Life, as we all know, is nothing but change. However, some of us have difficulty dealing with change. When you are single and without children you really only HAVE to deal with your changes and you think your life will end when you finally cave to those changes.
When you find a significant other you have to deal with their changes if you want the relationship to work and most of the time, even though you tell them, they don’t understand that change, any change, is very difficult.
Now that’s two lives who’s changes affect you. Add kids to the mix and not only are their changes included, but their changes are, somewhat, governed by you so you have to force change in your own life so they can continue in theirs.
From bottle to food. From crib to bed. From diapers to underwear. From home to daycare. From daycare to school. And all the major and minor one in there as well.
We currently live in an apartment. Have since our little family started. We are looking to buy a house VERY soon. This is one of the biggest changes in my life, I am finding out. It means, to me, a beginning of a settled life and it scares the hell out of me.

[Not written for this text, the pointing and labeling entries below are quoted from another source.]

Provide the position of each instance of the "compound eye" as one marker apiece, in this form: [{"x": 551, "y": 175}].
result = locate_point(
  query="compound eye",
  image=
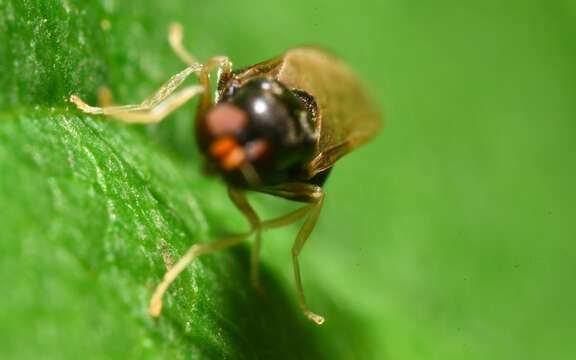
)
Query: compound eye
[{"x": 225, "y": 119}]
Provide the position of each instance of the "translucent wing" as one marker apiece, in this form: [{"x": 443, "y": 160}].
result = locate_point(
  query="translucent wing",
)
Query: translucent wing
[{"x": 346, "y": 116}]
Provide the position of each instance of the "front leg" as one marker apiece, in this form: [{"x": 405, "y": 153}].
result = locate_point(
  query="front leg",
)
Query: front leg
[{"x": 314, "y": 195}]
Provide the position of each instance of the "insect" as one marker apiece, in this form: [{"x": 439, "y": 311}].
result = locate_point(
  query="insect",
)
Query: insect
[{"x": 276, "y": 127}]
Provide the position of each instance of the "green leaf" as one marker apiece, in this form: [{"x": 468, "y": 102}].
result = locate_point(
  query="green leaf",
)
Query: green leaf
[{"x": 451, "y": 236}]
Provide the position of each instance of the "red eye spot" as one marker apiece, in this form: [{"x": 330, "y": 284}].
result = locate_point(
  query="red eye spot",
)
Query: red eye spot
[
  {"x": 234, "y": 159},
  {"x": 225, "y": 119},
  {"x": 222, "y": 146}
]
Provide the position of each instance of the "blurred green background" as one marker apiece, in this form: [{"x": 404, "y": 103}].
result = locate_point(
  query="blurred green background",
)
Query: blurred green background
[{"x": 451, "y": 236}]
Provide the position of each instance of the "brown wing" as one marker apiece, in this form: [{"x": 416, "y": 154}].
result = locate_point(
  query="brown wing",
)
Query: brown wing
[{"x": 346, "y": 116}]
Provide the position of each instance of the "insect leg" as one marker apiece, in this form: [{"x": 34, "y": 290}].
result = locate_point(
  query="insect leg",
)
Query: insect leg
[
  {"x": 195, "y": 250},
  {"x": 154, "y": 108},
  {"x": 175, "y": 38},
  {"x": 239, "y": 199},
  {"x": 315, "y": 196}
]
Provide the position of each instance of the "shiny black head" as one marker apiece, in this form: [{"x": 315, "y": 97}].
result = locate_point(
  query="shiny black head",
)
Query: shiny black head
[{"x": 258, "y": 134}]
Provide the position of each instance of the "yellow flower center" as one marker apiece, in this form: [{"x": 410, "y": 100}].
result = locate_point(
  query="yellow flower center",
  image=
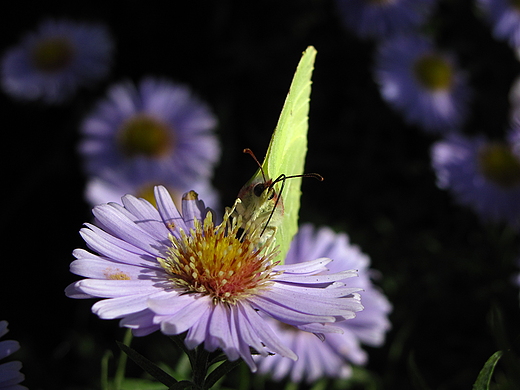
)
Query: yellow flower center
[
  {"x": 433, "y": 72},
  {"x": 498, "y": 164},
  {"x": 220, "y": 261},
  {"x": 53, "y": 54},
  {"x": 143, "y": 135}
]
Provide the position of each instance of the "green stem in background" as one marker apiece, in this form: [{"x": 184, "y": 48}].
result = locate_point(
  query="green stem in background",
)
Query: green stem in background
[{"x": 121, "y": 364}]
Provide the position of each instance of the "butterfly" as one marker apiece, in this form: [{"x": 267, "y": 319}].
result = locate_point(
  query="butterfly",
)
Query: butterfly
[{"x": 269, "y": 196}]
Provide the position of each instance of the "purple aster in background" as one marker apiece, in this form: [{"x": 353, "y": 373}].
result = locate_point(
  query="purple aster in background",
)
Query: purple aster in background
[
  {"x": 333, "y": 356},
  {"x": 10, "y": 375},
  {"x": 504, "y": 17},
  {"x": 51, "y": 63},
  {"x": 112, "y": 185},
  {"x": 422, "y": 83},
  {"x": 160, "y": 269},
  {"x": 482, "y": 174},
  {"x": 158, "y": 129},
  {"x": 514, "y": 101},
  {"x": 384, "y": 18}
]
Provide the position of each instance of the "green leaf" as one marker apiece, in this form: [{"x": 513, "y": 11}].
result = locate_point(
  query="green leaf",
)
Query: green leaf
[
  {"x": 484, "y": 377},
  {"x": 288, "y": 148},
  {"x": 148, "y": 366},
  {"x": 141, "y": 384}
]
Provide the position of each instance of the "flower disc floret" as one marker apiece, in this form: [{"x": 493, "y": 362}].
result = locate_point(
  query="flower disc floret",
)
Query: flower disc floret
[
  {"x": 146, "y": 136},
  {"x": 214, "y": 261},
  {"x": 481, "y": 174},
  {"x": 433, "y": 72},
  {"x": 52, "y": 62}
]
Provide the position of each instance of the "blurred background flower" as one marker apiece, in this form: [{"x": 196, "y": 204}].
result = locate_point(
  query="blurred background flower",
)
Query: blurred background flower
[
  {"x": 504, "y": 18},
  {"x": 482, "y": 174},
  {"x": 155, "y": 133},
  {"x": 10, "y": 375},
  {"x": 422, "y": 83},
  {"x": 60, "y": 56}
]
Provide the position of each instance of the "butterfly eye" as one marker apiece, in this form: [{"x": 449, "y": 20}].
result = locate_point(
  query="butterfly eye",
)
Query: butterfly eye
[{"x": 259, "y": 189}]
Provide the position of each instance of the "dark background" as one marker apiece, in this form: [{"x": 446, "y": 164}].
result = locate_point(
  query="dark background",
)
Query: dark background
[{"x": 447, "y": 274}]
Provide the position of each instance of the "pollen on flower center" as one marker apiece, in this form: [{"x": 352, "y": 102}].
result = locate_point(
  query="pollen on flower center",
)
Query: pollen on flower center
[
  {"x": 53, "y": 54},
  {"x": 499, "y": 165},
  {"x": 217, "y": 261},
  {"x": 145, "y": 136},
  {"x": 433, "y": 72}
]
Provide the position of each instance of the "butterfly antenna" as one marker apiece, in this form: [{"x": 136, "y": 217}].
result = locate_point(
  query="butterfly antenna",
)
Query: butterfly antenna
[
  {"x": 282, "y": 178},
  {"x": 250, "y": 152}
]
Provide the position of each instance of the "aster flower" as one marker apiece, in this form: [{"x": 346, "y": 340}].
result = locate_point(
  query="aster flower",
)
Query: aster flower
[
  {"x": 504, "y": 17},
  {"x": 159, "y": 129},
  {"x": 384, "y": 18},
  {"x": 10, "y": 375},
  {"x": 330, "y": 357},
  {"x": 51, "y": 63},
  {"x": 422, "y": 83},
  {"x": 481, "y": 174},
  {"x": 160, "y": 269}
]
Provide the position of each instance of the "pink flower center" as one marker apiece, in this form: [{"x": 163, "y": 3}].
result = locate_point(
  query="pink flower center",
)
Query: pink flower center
[
  {"x": 498, "y": 164},
  {"x": 220, "y": 261},
  {"x": 433, "y": 72}
]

The other bad part about change is my moods and I am sure I am not alone. As the change rolls around in my mind I get more and more depressed and sullen, even angry at times, but when I concede to it, if I concede to it, mania kicks in – hard.
I try to calm myself down. I try to get in my routines. I try to not think of only me, but it is all so hard. My mind cannot fairly fight itself and that is what is happening.
I have no advice. I have only complaints. I have only a war inside my head and a time where I try not to piss off my wife more than usual. Oh, and I try not to deal with money much (there is a little advice in there).